Are we Underestimating Messaging Apps?
“The top four messaging apps boast more than four billion active monthly users.”
“With WhatsApp, which it acquired for US$19 billion in 2014, and Messenger, Facebook is the global market leader.”
Facebook and Tencent are both veterans of the battle for social media supremacy, so it’s no surprise they are ahead of the game when it comes to messaging apps. The first step on the road to success, as both companies grasped long ago (in tech terms), is realising messaging apps are not just about messaging.
When it comes to interacting with friends and colleagues, WhatsApp, which has all but wiped out SMS, is well ahead of the competition. But despite the launch of WhatsApp Business, an Android app aimed at small businesses, earlier this year, it is primarily focused on its raison d’être—mobile chat.
Messenger, on the other hand, has evolved into much more than a tool for sending private messages to your Facebook friends. In 2014, Facebook created the Messenger mobile app, separating it from its main mobile app, and appointed former PayPal CEO David Marcus Vice President of Messaging Products, a sign that something big was in the offing.
In March 2015, Facebook CEO Mark Zuckerberg unveiled the Messenger Platform, which enables third-party developers to build apps for Messenger, and Businesses on Messenger, a feature allowing businesses to create and share content within the app and users to communicate with businesses. “Helping people communicate more naturally with businesses is going to improve almost every person’s life,” said Zuckerberg.

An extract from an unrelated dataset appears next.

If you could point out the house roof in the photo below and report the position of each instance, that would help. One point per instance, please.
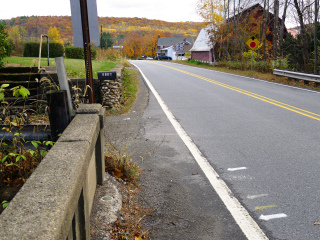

In 2016, Facebook announced it would allow businesses to build bots on the Messenger Platform to provide automated customer interaction—and Messenger’s capabilities continue to evolve. Recent developments include a Messenger chat plug-in for businesses’ websites; Discover, a tab allowing users to discover new chatbots; the introduction of AR; and M Translations, a tool to translate messages into users’ default languages.
Earlier this year, Apple, the world’s biggest tech company, launched Business Chat, a new feature for iMessage that allows users to interact with businesses—a sure sign that messaging apps are growing in importance.
Facebook’s transformation of Messenger is impressive, but commentators have been even more wowed by the success of Tencent’s WeChat.
“It has become integral to the daily life of many in China, especially in the cities,” according to BBC reporter Simon Atkinson.
For tech analyst Ben Thompson, “There is nothing in any other country that is comparable, particularly the Facebook properties (Facebook, Messenger, and WhatsApp) to which WeChat is commonly compared. All of those are about communication or wasting time: WeChat is that, but it is also for reading news, for hailing taxis, for paying for lunch (try and pay with cash for lunch, and you’ll look like a luddite), for accessing government resources, for business. For all intents and purposes WeChat is your phone, and to a far greater extent in China than anywhere else, your phone is everything.”